After 67 years in business, Mission District staple La Victoria Mexican Bakery & Cafe is permanently closing its doors today, according to a Facebook post by Mission neighborhood advocacy organization Calle 24.
A sign posted to the business' window confirms the closure and thanks its customers, noting that bread orders will still be accepted for Day of the Dead and Three Kings Day.
“What led to the closure was straight-up misunderstanding and greed,” longtime bakery operator Jaime Maldonado told Eater SF.

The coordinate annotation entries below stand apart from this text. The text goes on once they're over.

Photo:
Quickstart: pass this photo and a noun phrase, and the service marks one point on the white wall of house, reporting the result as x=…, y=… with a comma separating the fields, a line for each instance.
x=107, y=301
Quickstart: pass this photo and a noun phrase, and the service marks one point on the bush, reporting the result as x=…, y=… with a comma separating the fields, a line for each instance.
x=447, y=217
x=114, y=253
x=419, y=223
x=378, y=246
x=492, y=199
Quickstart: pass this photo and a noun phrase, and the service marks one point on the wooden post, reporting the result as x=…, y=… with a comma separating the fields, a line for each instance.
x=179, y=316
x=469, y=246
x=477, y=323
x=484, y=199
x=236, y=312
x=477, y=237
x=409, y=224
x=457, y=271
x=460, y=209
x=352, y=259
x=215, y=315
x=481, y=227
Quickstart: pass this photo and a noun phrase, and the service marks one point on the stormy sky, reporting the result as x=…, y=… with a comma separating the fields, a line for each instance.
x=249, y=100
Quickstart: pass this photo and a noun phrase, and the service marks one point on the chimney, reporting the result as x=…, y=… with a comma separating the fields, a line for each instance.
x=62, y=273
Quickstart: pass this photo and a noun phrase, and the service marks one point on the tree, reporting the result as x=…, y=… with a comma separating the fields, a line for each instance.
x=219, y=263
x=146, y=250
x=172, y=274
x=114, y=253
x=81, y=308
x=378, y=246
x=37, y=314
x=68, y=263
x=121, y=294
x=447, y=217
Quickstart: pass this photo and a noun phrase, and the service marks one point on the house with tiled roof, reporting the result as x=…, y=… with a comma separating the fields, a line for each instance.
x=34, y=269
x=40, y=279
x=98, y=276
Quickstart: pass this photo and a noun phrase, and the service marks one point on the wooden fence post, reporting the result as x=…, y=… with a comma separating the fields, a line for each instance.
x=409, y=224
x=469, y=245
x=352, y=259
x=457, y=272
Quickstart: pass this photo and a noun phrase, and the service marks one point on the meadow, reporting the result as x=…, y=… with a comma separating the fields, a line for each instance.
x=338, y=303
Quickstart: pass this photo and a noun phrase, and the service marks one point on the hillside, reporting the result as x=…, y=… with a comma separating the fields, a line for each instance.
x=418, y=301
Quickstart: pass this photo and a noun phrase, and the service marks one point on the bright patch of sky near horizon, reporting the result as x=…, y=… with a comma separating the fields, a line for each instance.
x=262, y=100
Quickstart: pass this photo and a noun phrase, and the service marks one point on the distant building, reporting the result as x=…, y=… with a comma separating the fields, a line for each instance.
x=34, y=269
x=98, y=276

Maldonado is the son of Gabriel Maldonado, who first opened the panaderia in 1951. The building that houses La Victoria is owned by a Maldonado family trust overseen by Gabriel's wife and Jaime's stepmother, Susana, and the pair have allegedly disputed over the bakery's future.
The Maldonado family trust has struggled to recover from a 2015 fire above the bakery, which displaced tenants and required pricey repairs. In an effort to pay the bills, the trust listed La Victoria's building for sale earlier this year, with a price tag of $3.4 million.
Maldonado, who took over La Victoria's operations in the '90s, left the business earlier this year and allowed Laura Hernandez, a former employee, to lease the space and continue operations. Hernandez also subleased part of the bakery to Sour Flour, a wholesale bakery run by Danny Gabriner.
Both Hernandez and the Mission Economic Development Agency expressed interest in purchasing the bakery, but were unable to compete with a market-rate offer.
In September, Jaime Maldonado served Hernandez with an eviction notice. The bakery has to be cleared out by tomorrow morning at 6 a.m., when the sheriff is scheduled to finalize the eviction.
Hernandez and Gabriner are hoping to find commissary space to continue their businesses elsewhere, but La Victoria's 24th Street space may be gone for good.
In its posting, Calle 24 wrote that La Victoria is an "integral part of the Mission history, and an anchor to the Latino Cultural District ... By uprooting this legacy business, it will continue [to] further [the] erosion of the Latino community and its businesses."
The posting continues: "Gentrification is real. Cultural erasure is real."